Top VPS Hosting Provider

Welcome to the myhosting.com Forums.
+ Reply to Thread
Results 1 to 10 of 10

Thread: robots.txt

  1. #1
    michaeledward is offline Junior Member
    Join Date
    Nov 2008
    Posts
    3

    Default robots.txt

    Neophyte here ....

    There is a file on the root of my site ... 'robots.txt' ...

    What does it do?

    According to the access log files, it gets quite a few hits. It's a simple enough looking file.
    One thread on this board mentions it ... and talks about alterations users might have made to the file prior to backing up.

    Thanks for any info.

  2. #2
    tima is offline Administrator
    Join Date
    Apr 2008
    Posts
    191

    Default Re: robots.txt

    Good question The idea is to tell robots or "search engine spiders" where they should not go. Search engines use robots/spiders to index the internet and produce the search results. If you have an area of your site you want them to stay away from, you list it in the robots.txt.

    There's more info here: http://www.robotstxt.org/
    Tim Attwood
    Product Manager
    myhosting.com

  3. #3
    ColleenB is offline Junior Member
    Join Date
    Mar 2009
    Posts
    4

    Default Re: robots.txt

    Hi,
    I am new here and to my website. I am working on SEO and getting indexed.

    I checked in Google Webmaster tools and have found that my robot.txt file is preventing Googlebot from indexing my site.

    Does anyone know:

    How I change it
    What do I change it to

    I don't know if this matters but I built my site in Front Page and am on the old servers.

    Like i said, I am new and not as computer literate as I would like to be but I am learning.

    Thank you in advance for your help
    ColleenB

  4. #4
    tima is offline Administrator
    Join Date
    Apr 2008
    Posts
    191

    Default Re: robots.txt

    Hi Colleen,

    The robots.txt is a simple text file which basically tells bots, such as googlebot, where to go or not go. If you connect to your site using FTP or our File Manager, you should see a file called 'robots.txt' in your main directory. You can simply download that file, and open it up with 'notepad' or any other text editor, and make changes to it.

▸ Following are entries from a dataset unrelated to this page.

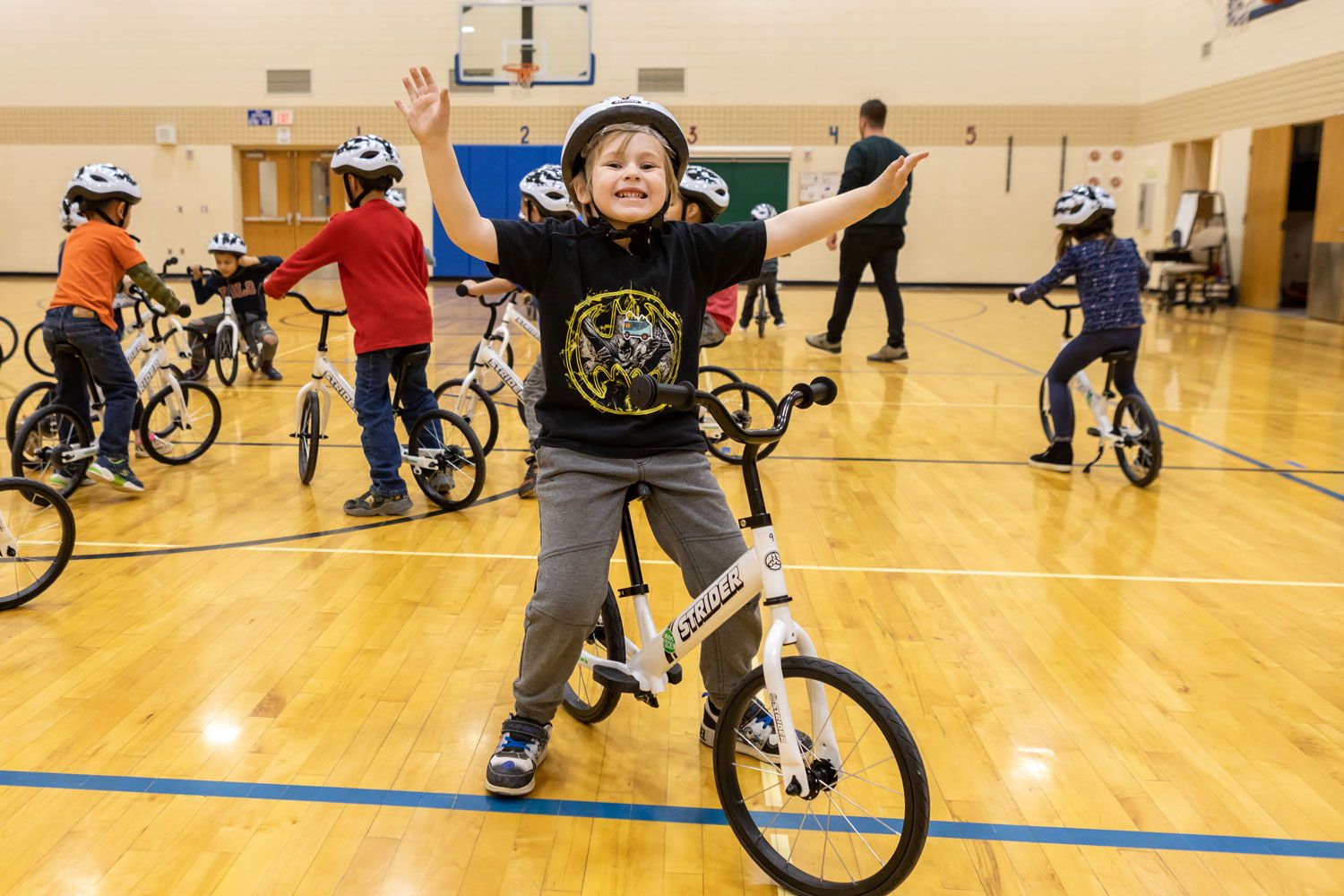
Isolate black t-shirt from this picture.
[489,220,765,457]
[191,255,285,320]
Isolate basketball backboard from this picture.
[453,0,597,86]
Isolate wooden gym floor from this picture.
[0,280,1344,896]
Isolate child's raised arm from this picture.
[765,151,929,258]
[397,65,500,264]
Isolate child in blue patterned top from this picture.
[1013,184,1148,473]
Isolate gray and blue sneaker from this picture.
[89,454,145,492]
[486,716,551,797]
[701,697,812,759]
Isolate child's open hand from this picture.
[873,151,929,208]
[397,65,449,143]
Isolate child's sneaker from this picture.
[486,716,551,797]
[701,697,812,759]
[346,489,411,516]
[89,454,145,492]
[518,454,537,498]
[1027,442,1074,473]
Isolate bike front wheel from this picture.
[140,383,220,466]
[295,392,323,485]
[215,326,238,385]
[714,657,929,896]
[435,376,500,454]
[561,586,625,726]
[406,411,486,511]
[1112,395,1163,489]
[0,478,75,610]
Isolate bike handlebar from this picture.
[631,374,838,444]
[285,293,349,317]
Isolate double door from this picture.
[242,149,346,256]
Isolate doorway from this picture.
[241,149,346,256]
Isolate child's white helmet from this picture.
[518,164,580,219]
[206,229,247,255]
[61,199,89,229]
[561,97,691,204]
[332,134,403,181]
[682,165,728,218]
[1054,184,1116,229]
[66,162,140,205]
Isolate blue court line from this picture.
[916,323,1344,501]
[0,770,1344,860]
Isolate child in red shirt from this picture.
[265,134,441,516]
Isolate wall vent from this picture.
[266,68,314,94]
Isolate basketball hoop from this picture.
[503,62,542,90]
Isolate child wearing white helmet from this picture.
[462,162,578,498]
[738,202,784,329]
[265,134,443,516]
[398,67,921,796]
[1010,184,1148,473]
[187,229,285,382]
[667,165,742,348]
[387,186,435,274]
[42,164,191,492]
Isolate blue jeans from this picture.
[42,306,136,461]
[355,344,444,497]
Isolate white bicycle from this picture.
[564,376,929,895]
[435,283,542,454]
[10,299,220,497]
[1008,293,1163,487]
[287,293,486,511]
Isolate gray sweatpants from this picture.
[518,355,546,454]
[513,446,761,723]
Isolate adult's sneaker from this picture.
[486,716,551,797]
[701,697,812,759]
[89,454,145,492]
[346,489,411,516]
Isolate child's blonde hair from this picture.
[570,122,677,220]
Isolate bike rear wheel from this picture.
[562,586,625,726]
[1112,395,1163,489]
[295,392,323,485]
[714,657,929,896]
[435,376,500,454]
[406,411,486,511]
[701,383,780,465]
[0,478,75,610]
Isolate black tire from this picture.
[0,317,18,359]
[470,342,513,395]
[295,391,323,485]
[435,376,500,454]
[4,380,56,446]
[701,383,780,465]
[406,411,486,511]
[0,478,75,610]
[1037,376,1054,442]
[215,326,238,385]
[23,323,56,376]
[140,383,220,466]
[1112,395,1163,489]
[561,586,625,726]
[10,404,94,498]
[180,329,210,383]
[714,657,929,896]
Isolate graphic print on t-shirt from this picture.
[564,288,682,415]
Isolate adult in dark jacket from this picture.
[808,99,914,361]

    One solution would be to simply remove the robots.txt file altogether. If there are no 'instructions' for googlebot, it will simply go through and spider your whole site. And this should be fine, assuming you don't have anything you want to hide from any search engine. You can also check out the site I posted previously, it should give you all sorts of information for what to do next if you want to keep your robots.txt.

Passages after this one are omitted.